J. B. Wilkerson2,5, B. Andrew1,2, W. Charles2,3, H. B. John2,3, G. Matthew1, B. Sarah2,4, F. Erin2,3, J. Tomasek2, P. Matthew2,3, J. L. Gary1 1University Of Texas Health Science Center At Houston,Department Of Orthopedics,Houston, TX, USA 2Center For Translational Injury Research,Houston, TX, USA 3University Of Texas Health Science Center At Houston,Department Of Surgery,Houston, TX, USA 4University Of Texas Health Science Center At Houston,Department Of Biostatistics,Houston, TX, USA 5University Of Texas Health Science Center At Houston,Medical School,Houston, TX, USA
Introduction: Pulmonary embolism (PE) can be a deadly outcome for trauma patients despite aggressive surveillance and prophylaxis. Thromboelastography (TEG) has recently come into focus as a method for screening injured patients for hypercoagulability and risk for pulmonary embolism. The maximal amplitude (mA) value, representative of clot strength, is currently used to assess patient risk of PE in our trauma center. The purpose of this study is to determine whether the location of injury (upper extremity, lower extremity/pelvic, or spinal column) affects the risk of PE in orthopaedic trauma patients. It is hypothesized that patients with an isolated lower extremity/pelvic fracture will have higher mA values, predicting a higher risk for PE.
Methods: The study included all patients admitted with admission TEG between January 1, 2011 and July 15, 2014 at a large level I trauma center. Subjects included patients ages 16 and older suffering a fracture from proximal humerus to distal radius (upper extremity), from pelvis to talus (lower extremity), or along the spinal column. Patients were excluded if their PE was diagnosed before arrival.

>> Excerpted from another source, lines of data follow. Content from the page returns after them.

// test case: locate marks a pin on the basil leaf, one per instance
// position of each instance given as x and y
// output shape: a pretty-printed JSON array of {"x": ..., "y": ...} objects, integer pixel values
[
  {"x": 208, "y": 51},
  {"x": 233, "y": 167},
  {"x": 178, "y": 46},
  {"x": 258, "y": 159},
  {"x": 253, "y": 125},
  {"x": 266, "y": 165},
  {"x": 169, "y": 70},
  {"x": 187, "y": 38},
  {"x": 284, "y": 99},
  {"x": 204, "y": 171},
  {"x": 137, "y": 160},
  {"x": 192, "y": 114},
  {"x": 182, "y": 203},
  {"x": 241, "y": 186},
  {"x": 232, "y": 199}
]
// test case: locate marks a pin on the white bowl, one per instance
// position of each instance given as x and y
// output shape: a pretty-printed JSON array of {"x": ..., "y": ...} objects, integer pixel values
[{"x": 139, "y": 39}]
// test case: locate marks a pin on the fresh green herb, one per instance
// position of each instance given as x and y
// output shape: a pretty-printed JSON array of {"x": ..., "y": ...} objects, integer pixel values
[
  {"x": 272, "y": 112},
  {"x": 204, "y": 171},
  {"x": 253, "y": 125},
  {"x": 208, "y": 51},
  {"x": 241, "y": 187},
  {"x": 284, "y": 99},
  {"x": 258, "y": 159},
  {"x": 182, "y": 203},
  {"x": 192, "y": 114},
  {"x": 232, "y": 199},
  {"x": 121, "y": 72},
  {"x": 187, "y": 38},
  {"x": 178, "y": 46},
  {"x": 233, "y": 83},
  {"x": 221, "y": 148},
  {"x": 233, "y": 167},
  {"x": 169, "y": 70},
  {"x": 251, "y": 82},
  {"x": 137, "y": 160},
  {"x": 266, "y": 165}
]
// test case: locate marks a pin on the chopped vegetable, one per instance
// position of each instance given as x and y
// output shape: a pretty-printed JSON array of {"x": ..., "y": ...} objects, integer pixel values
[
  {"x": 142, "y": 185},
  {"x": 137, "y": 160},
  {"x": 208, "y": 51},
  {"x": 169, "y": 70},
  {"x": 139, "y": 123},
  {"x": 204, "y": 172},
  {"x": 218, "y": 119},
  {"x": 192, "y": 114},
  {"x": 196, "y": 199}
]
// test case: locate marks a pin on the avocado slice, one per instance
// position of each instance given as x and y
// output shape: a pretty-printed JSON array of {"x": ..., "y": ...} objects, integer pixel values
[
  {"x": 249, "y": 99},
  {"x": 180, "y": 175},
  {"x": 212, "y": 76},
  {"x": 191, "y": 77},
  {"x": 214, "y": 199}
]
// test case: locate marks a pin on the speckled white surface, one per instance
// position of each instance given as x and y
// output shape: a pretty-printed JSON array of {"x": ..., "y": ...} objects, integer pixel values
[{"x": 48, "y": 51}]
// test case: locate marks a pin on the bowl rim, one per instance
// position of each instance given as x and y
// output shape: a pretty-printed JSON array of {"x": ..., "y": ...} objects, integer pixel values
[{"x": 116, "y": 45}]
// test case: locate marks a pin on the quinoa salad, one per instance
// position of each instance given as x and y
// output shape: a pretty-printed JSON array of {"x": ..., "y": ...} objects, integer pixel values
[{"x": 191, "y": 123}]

Results: 1877 musculoskeletal trauma patients were included in the study. 176 (9.4%) were diagnosed with PE. 1.4% of patients with an isolated upper extremity injury, 4.7% of patients with an isolated lower extremity injury, and 42.5% of patients with an isolated spinal column injury developed a PE. Also, 11.5% of the patients with injuries to more than one of these locations (“poly-trauma”) developed a PE. Two-tailed T tests were used to compare the average mA values between these injury groups, accounting for race, gender, and age. The mean mA and p values are shown in the table below for the different groups compared.
Conclusion: There was no significant difference in mean mA values across the stratified injury groups to indicate a difference in risk for PE. The elevated mA values seen in both PE and non-PE groups could be explained by the fact that all patients in the cohort underwent musculoskeletal injury, which could contribute to patient hypercoagulability. Further study should be performed to determine if specific fractures within these injury subsets have significantly different mA values and risk for PE. The relationship of mA values to timing of PE should be investigated.